À un mois des élections municipales de 2026, pour Cédric Serre, Président du MEDEF Puy de Dôme, un indicateur devrait retenir l’attention de tous les candidats : 87 % des Français estiment que la présence d’entreprises traduit le dynamisme d’une commune.
Ce chiffre, issu d’un sondage IFOP pour le MEDEF, n’est pas anecdotique. Il révèle une attente profonde des citoyens : l’économie locale est perçue comme un pilier central de la vitalité d’un territoire.
L’entreprise, pilier du dynamisme communal
Les Français ne s’y trompent pas. Selon cette même enquête : 75 % considèrent que les entreprises créent des emplois pour les habitants. 80 % estiment que les PME sont au cœur du développement des territoires.
Et une commune sans commerces est jugée moins attractive.
Pour Cédric Serre, le message est limpide : « L’entreprise n’est pas un acteur périphérique du territoire. Elle en est l’un des piliers essentiels. »
Derrière chaque atelier artisanal, chaque PME industrielle, chaque commerce de proximité, il y a des emplois locaux, des recettes fiscales, des investissements, du mécénat culturel ou sportif, des contrats d’apprentissage et des parcours d’insertion.
Autrement dit : prendre soin des entreprises, ce n’est pas défendre un intérêt catégoriel. C’est investir dans la vitalité économique, sociale et budgétaire de sa commune.
Un signal politique fort
Un autre chiffre, relevé dans un article des Échos, mérite l’attention : deux tiers des Français estiment que les chefs d’entreprise devraient être davantage associés aux décisions économiques locales.
Pour le président du MEDEF Puy-de-Dôme, c’est un signal politique clair. Les maires qui réussiront demain seront ceux qui intégreront pleinement les entreprises dans leur réflexion stratégique.
Urbanisme, mobilité, artificialisation des sols, fiscalité locale : derrière les acronymes PLUi, SCoT, ZFE ou ZTL se jouent des arbitrages déterminants pour l’activité économique.
Sécuriser le foncier, soutenir les commerces de proximité, simplifier les démarches administratives, construire de véritables coopérations public-privé sur les services locaux : autant de leviers à actionner.
Le Puy-de-Dôme, terre de PME
Dans le Puy-de-Dôme, la réalité économique repose largement sur un tissu de petites et moyennes entreprises.

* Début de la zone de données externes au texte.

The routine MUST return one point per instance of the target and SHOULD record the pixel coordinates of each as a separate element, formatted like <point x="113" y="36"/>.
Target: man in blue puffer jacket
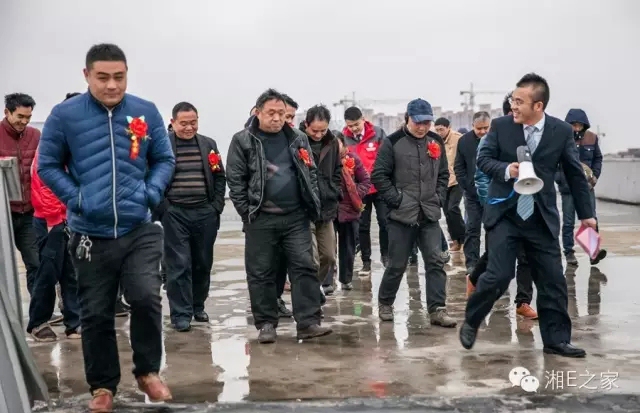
<point x="524" y="293"/>
<point x="107" y="156"/>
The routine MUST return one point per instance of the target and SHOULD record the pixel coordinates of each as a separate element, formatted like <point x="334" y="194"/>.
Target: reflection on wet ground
<point x="221" y="361"/>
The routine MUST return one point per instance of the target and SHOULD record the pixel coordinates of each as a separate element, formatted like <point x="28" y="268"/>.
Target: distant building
<point x="464" y="118"/>
<point x="37" y="124"/>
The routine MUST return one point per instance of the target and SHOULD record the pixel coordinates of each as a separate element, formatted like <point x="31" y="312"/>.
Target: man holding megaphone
<point x="521" y="155"/>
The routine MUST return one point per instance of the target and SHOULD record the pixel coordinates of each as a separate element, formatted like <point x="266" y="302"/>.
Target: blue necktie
<point x="525" y="202"/>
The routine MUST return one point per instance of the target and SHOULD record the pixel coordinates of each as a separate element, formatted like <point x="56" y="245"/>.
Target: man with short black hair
<point x="524" y="293"/>
<point x="52" y="234"/>
<point x="365" y="139"/>
<point x="412" y="173"/>
<point x="273" y="186"/>
<point x="326" y="154"/>
<point x="194" y="200"/>
<point x="465" y="169"/>
<point x="532" y="220"/>
<point x="20" y="141"/>
<point x="110" y="170"/>
<point x="451" y="207"/>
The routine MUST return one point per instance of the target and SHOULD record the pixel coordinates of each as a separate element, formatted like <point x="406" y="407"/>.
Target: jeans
<point x="346" y="250"/>
<point x="134" y="261"/>
<point x="364" y="236"/>
<point x="473" y="229"/>
<point x="452" y="213"/>
<point x="266" y="238"/>
<point x="569" y="220"/>
<point x="401" y="239"/>
<point x="55" y="267"/>
<point x="189" y="236"/>
<point x="323" y="237"/>
<point x="443" y="242"/>
<point x="25" y="239"/>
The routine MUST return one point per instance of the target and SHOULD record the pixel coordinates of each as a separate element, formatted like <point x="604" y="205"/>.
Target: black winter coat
<point x="409" y="179"/>
<point x="329" y="176"/>
<point x="247" y="172"/>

Au sein du MEDEF Puy-de-Dôme, 49 % des adhérents sont des TPE et 40 % des PME. Elles évoluent au contact d’environ 10 % d’ETI et 1 % de grandes entreprises.
Ce maillage constitue la colonne vertébrale des bassins d’emploi industriels, artisanaux, commerciaux et de services du département.
Les ignorer serait une erreur stratégique.
Les contraindre excessivement serait une faute économique.
Les associer intelligemment est une opportunité collective.
Un choix de société local
« Un territoire qui aime ses entreprises est un territoire qui attire talents, familles et investisseurs», insiste Cédric Serre.
À l’approche des municipales, le président du MEDEF Puy-de-Dôme ne formule pas une revendication corporatiste. Il rappelle une réalité structurelle : une commune dynamique commence toujours par une économie forte.
En 2026, le scrutin municipal ne sera pas seulement un choix de gestion locale. Il sera aussi un choix de cap économique.